Comparison of those servers (1 is the problem server):
1. Fujitsu Siemens RX300S4, 10 GB RAM, 1 x Intel Xeon 2 GHz QuadCore, Hardware Raid 256MB SATA 3GB/s (4 x 500 GB HDDs working in RAID 10),
2. 2 x Xeon 2.8 GHz QuadCore, 4 GB RAM, 2 x 120 GB HDD ATA (!) working in md RAID 1.
And look on the "top":
1. (problem)
top - 14:33:58 up 13 days, 3:06, 1 user, load average: 2.41, 2.32, 2.83
Tasks: 159 total, 1 running, 158 sleeping, 0 stopped, 0 zombie
Cpu(s): 2.7%us, 0.2%sy, 0.0%ni, 73.7%id, 23.5%wa, 0.0%hi, 0.0%si, 0.0%st
Mem: 10391136k total, 5215652k used, 5175484k free, 440552k buffers
Swap: 15623204k total, 0k used, 15623204k free, 4133648k cached
2.
top - 14:31:20 up 111 days, 8:50, 1 user, load average: 0.56, 0.95, 0.97
Tasks: 153 total, 1 running, 151 sleeping, 0 stopped, 1 zombie
Cpu(s): 10.5%us, 2.3%sy, 0.0%ni, 78.2%id, 8.8%wa, 0.2%hi, 0.1%si, 0.0%st
Mem: 4026176k total, 3650012k used, 376164k free, 332692k buffers
Swap: 1999984k total, 1816k used, 1998168k free, 2581500k cached
For this moment qmail queue works normally without increasing, but look on diffrences on Cpu stats:
1 (problem) has much of %wa (wait) and little of %us (current cpu work)

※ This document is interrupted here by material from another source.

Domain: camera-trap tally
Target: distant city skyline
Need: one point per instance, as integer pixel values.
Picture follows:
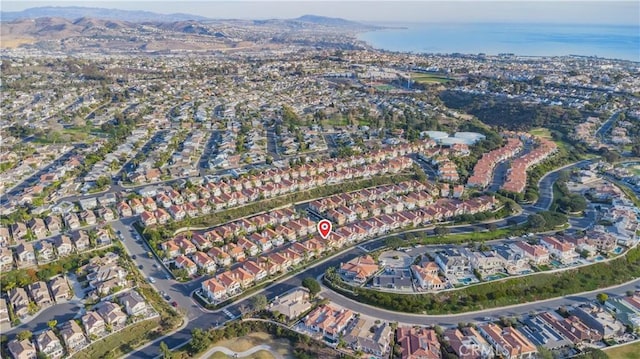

2 has litle of %wa and much of %us
And IO:
1 (problem).
saturn:~# iostat -d 2
Linux 2.6.18-6-686-bigmem 2009-02-18
Device: tps Blk_read/s Blk_wrtn/s Blk_read Blk_wrtn
sda 44,11 121,35 856,27 137735782 971883544
Device: tps Blk_read/s Blk_wrtn/s Blk_read Blk_wrtn
sda 11,50 84,00 260,00 168 520
Device: tps Blk_read/s Blk_wrtn/s Blk_read Blk_wrtn
sda 59,70 55,72 2061,69 112 4144
Device: tps Blk_read/s Blk_wrtn/s Blk_read Blk_wrtn
sda 70,65 71,64 1464,68 144 2944
Device: tps Blk_read/s Blk_wrtn/s Blk_read Blk_wrtn
sda 126,37 55,72 1950,25 112 3920
Device: tps Blk_read/s Blk_wrtn/s Blk_read Blk_wrtn
sda 122,89 1086,57 1918,41 2184 3856
2.
neptun:~# iostat -d 2 /dev/md1
Linux 2.6.24-etchnhalf.1-686 2009-02-18
Device: tps Blk_read/s Blk_wrtn/s Blk_read Blk_wrtn
md1 151,80 119,57 282,90 1165504794 2757497272
Device: tps Blk_read/s Blk_wrtn/s Blk_read Blk_wrtn
md1 170,41 138,78 1346,94 272 2640
Device: tps Blk_read/s Blk_wrtn/s Blk_read Blk_wrtn
md1 193,00 260,00 1524,00 520 3048
Device: tps Blk_read/s Blk_wrtn/s Blk_read Blk_wrtn
md1 125,00 330,77 957,69 688 1992
Device: tps Blk_read/s Blk_wrtn/s Blk_read Blk_wrtn
md1 347,55 250,98 2764,71 512 5640
Device: tps Blk_read/s Blk_wrtn/s Blk_read Blk_wrtn
md1 469,46 275,86 3716,26 560 7544
So the second one seems to work even more on only ATA disks and md raid.
What do you think, where can be the bottleneck?